WEEK 39 - YOUR FREE WEEKLY WORKOUT SCHEDULE

Weekly Pilates Workout Schedule: September Week 4 (Sep 23 - Sep 29, 2024)

Welcome to Week 39 of your Pilates journey! This week’s schedule has 3 new workouts from the 7-Day Posture Challenge, designed to enhance your posture, sculpt your arms, and strengthen your back. We’ll also include some Pilates booty and mobility sessions to keep things balanced.
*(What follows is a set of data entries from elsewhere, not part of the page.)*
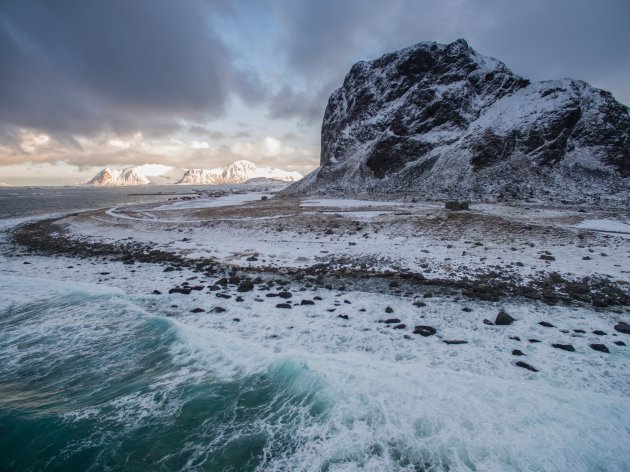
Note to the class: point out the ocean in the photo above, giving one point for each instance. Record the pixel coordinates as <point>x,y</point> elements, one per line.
<point>97,373</point>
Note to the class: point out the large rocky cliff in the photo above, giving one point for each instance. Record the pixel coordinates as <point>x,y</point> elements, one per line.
<point>442,121</point>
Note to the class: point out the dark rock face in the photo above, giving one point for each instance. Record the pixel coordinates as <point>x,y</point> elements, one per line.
<point>600,348</point>
<point>525,365</point>
<point>443,121</point>
<point>622,327</point>
<point>503,319</point>
<point>564,347</point>
<point>424,330</point>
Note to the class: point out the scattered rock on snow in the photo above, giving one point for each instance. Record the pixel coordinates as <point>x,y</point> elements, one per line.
<point>525,365</point>
<point>622,327</point>
<point>564,347</point>
<point>600,348</point>
<point>424,330</point>
<point>504,319</point>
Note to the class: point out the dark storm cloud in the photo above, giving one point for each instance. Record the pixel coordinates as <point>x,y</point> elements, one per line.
<point>80,66</point>
<point>540,39</point>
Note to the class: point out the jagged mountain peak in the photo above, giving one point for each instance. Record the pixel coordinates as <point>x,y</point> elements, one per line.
<point>235,173</point>
<point>443,121</point>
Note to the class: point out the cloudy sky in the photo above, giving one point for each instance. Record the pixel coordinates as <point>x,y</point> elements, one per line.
<point>86,84</point>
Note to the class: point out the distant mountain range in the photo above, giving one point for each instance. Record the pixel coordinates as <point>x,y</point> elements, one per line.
<point>236,173</point>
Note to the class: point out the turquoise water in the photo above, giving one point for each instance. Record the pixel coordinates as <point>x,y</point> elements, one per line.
<point>95,377</point>
<point>93,381</point>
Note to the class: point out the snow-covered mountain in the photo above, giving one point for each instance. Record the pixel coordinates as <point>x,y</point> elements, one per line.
<point>235,173</point>
<point>137,175</point>
<point>442,121</point>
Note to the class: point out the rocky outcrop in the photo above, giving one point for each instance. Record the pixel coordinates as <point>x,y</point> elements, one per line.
<point>441,121</point>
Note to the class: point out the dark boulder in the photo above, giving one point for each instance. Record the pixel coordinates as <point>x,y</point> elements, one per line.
<point>424,330</point>
<point>564,347</point>
<point>503,319</point>
<point>622,327</point>
<point>182,290</point>
<point>525,365</point>
<point>245,286</point>
<point>600,348</point>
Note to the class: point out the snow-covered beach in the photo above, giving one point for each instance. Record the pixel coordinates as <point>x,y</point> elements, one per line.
<point>374,321</point>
Whether you’re joining for the full challenge or just picking a few workouts, you’ll feel stronger, more aligned, and energised by the end of the week.

Here is what the 7 Day Posture Challenge schedule looks like (3 out of 7 videos will be uploaded in this weekly schedule.

Day 1: 15 min Fix Your Posture: Reset Routine (2 - 4kg dumbbells suggested)
Day 2: 10 min Bicep and Tricep Sculpt Superset (2 - 4kg dumbbells suggested)
Day 3: 15 min Team Back and Arms (with optional ankle weights or light hand weighs) 
Day 4: 15 min Upper Body Posture Quickie (with long resistance band)
Day 5: 10 min All Standing Toned Arms (3 - 4kg dumbbells suggested)
Day 6: 10 min Baby Got Back (2 - 4kg dumbbells suggested)
Day 7: 15 min Lengthen and Align for Perfect Posture (light hand weight suggested)

Here’s your breakdown of your workouts to complete this week, along with the equipment you’ll need.

Weekly Breakdown:

Monday (Sept 23)

  • Fix Your Posture - 7 Day Posture Challenge (NEW)
    Duration: 15 min
    Equipment: 2-4 kg dumbbells suggested
    Kick off the challenge with a posture training routine that incorporates dumbbells to target the muscles that support good alignment—especially in your upper body and core.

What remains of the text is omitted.